There's an account of this code being too complex to be reliable:

"I worked on the kernel clock functions for a while. The way it's supposed to work is that the MONOTONIC clock never goes backwards. That's sort of by definition. In practice, MONOTONIC is implemented as an offset from REALTIME. Any time the realtime clock is adjusted, or the system sleeps, this offset is adjusted. Under the wrong circumstances, the offset could be miscalculated, resulting in a jump -- even a backwards jump -- of the MONOTONIC clock. The built-in realtime clock in most hardware only provides time to the nearest second, while Linux keeps time internally to the nearest microsecond or nanosecond. Linux tries to resolve these issues when going to sleep and waking up, but the logic is quite convoluted and I don't understand it. Add in adjustments to REALTIME caused by NTP adjustments, user time adjustments, and who knows what else, and you have a recipe for chaos. Bottom line is that I'm not really surprised that MONTONIC sometimes goes backwards." – Edward Falk, https://stackoverflow.com/questions/3657289/linux-clock-gettimeclock-monotonic-strange-non-monotonic-behavior

And there's at least one known issue: https://stackoverflow.com/a/3657433/257568. There might be kernels having it in the wild.

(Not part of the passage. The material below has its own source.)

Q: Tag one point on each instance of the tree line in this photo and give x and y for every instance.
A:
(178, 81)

And we're not even using the MONOTONIC clock, we're using the normal UNIX time which has no guarantees, buggy or otherwise, of not going backwards.

We should probably add a monotonic clock function to common, for algorithms requiring the monotonic time. Simply checking against a global atomic integer might be simpler and more reliable than using the kernel's MONOTONIC clock. Thoughts?

artemii235 commented 5 years ago

@ArtemGr Adding MONOTONIC clock function to common will help us with our own code that we have good knowledge and full control of. But can we be sure that all dependencies that we rely on would work well if there is gap in system time for any reason? What if MM2 is started with incorrect system time, but it changes to correct then, does it mean that our monotonic clock will return incorrect time in such case? Moreover checking time correctness might be even more important, bad things can happen if time is not correct from the beginning and MM keeps using it. Summary:

  1. The most important is to check time correctness if possible (using external sources maybe, but there are also concerns about trusting a 3rd party). If time is not correct on MM2 start we should not allow it to run.
  2. Monotonic clock can be useful too, but it should start from correct point. Our code should work fine then, but would 3rd party work?
ArtemGr commented 5 years ago

Some distributed systems depend on clock time synchronization, while others use their own virtual clocks (1, 2, 3, ...) to determine the ordering of the distributed operations. The latter ones would see no breakage from a diverging clock time. I'm curious, do we use anything specific that requires clock time synchronization? Electron? Blockchains?

Anyhow, loading our own reliable time when mm2 starts is a nice idea. But we should probably track it as a separate issue. Specifically, incorrect clock time doesn't trigger the overflow panic with which we are concerned here (the time might be wrong but monotonic). And we can have a correct clock time (withing the reasonable +1/-1 minute marging) on a phone and yet still see this bug triggered due to kernel changing the time in a non-monotonic fashion.

Our code should work fine then, but would 3rd party work?

I don't think we have a lot of choice here apart from removing such failing dependencies or fixing them to use a monotonic time function or into being lax towards the time going backwards.